# Pipelines

The Pipeline class allows us to combine multiple optimization processes into a single process. For example, we could do a coarse grid search to obtain an initial signal, then shrink the bounds to enclose the signal and sample with higher resolution, then finally fit all observed data to a model which predicts the location of the maximum. First, we define a cost function to optimize:

In [1]:
import numpy as np
def cost(state, params):
    return -np.exp(-(state['X']-params['x0'])**2)*np.exp(-(state['Y']-params['y0'])**2)

params = {'sigma_x': 0.3, 'sigma_y': 0.8, 'x0': 0.3, 'y0': 0.6, 'noise':0.0}

The cost function should have two arguments. The "state" is a dictionary containing the independent variables, and the "params" is a dictionary containing parameters defining the cost evaluation - in this case, 'x0' and 'y0' define the center position of a multivariate Gaussian. The pipeline will minimize the cost function, so make sure you set the sign of the return value appropriately.

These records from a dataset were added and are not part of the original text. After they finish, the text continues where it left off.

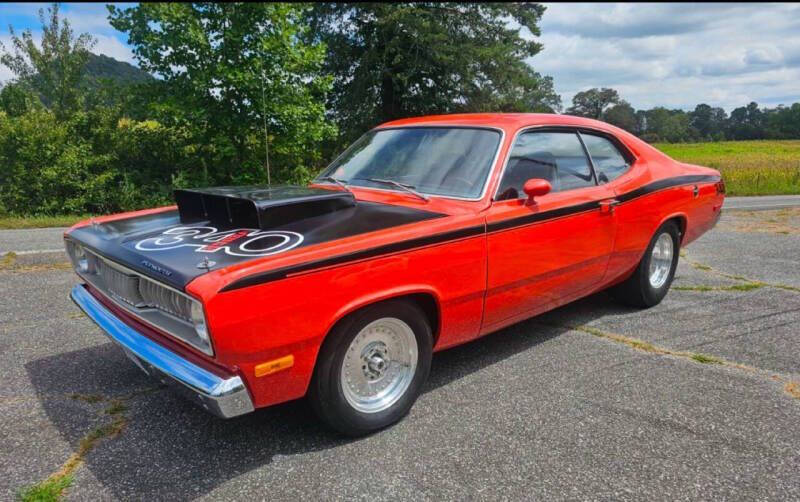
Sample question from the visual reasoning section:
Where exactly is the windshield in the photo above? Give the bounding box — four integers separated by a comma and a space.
318, 127, 502, 199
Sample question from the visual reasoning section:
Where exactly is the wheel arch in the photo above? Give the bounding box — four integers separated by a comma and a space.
606, 211, 687, 289
324, 287, 442, 349
658, 212, 688, 245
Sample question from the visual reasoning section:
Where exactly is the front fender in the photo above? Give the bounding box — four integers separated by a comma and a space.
326, 285, 443, 339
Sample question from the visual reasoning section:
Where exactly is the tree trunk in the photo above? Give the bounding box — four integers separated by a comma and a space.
380, 71, 397, 122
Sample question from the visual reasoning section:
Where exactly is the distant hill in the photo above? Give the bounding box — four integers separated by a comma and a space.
83, 53, 152, 86
0, 53, 153, 109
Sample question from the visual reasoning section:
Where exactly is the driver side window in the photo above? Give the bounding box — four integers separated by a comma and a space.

Now let's define our initial state and the bounds:

In [2]:
state = {'X': 0, 'Y': 2}
bounds = {'X': (-2,2), 'Y': (-4, 4)}

Now we'll instantiate the pipeline object:

In [None]:
from emergent.pipeline import Pipeline
pipe = Pipeline(cost, params, state, bounds)


We can add blocks to the Pipeline to define the optimization process we want to apply. Let's start with a simple 10x10 grid search:

In [None]:
from emergent.pipeline import GridSearch
pipe.add(GridSearch({'Steps': 10}))

Once we've added all of the blocks we want, we can run the pipeline:

In [None]:
points, costs = pipe.run()


This basic grid search came within 1% of the true minimum with only 102 function evaluations (once when initializing the pipeline, 100 times during optimization, and once more to check the final result). However, as the dimensionality of the parameter space grows, the number of iterations required grows exponentially! A coarse 10-point-per-axis grid search in six dimensions would take a million iterations to complete!

For optimization in higher dimensions, a number of other algorithms are included. I will demonstrate these in the following examples.

# Gradient-based methods
The grid search is inefficient because all of the sampled points are chosen before starting the optimization. In many cases, the minimum can be found more efficiently by choosing each subsequent point based on knowledge of the parameter space. The simplest way to do this is to measure the local gradient, take a step downhill, and repeat. This is implemented by the GradientDescent algorithm - let's try it out. We'll rebuild the pipeline from scratch, but make sure you've run the above blocks in the current kernel to define the cost function, initial state, and bounds.

In [None]:
from emergent.pipeline import Pipeline, GradientDescent

pipe = Pipeline(cost, params, state, bounds)
pipe.add(GradientDescent())
points, costs = pipe.run()

The GradientDescent comes about as close to the local minimum in half the experimental iterations of the GridSearch method, and the relative performance should increase in higher dimensional parameter spaces.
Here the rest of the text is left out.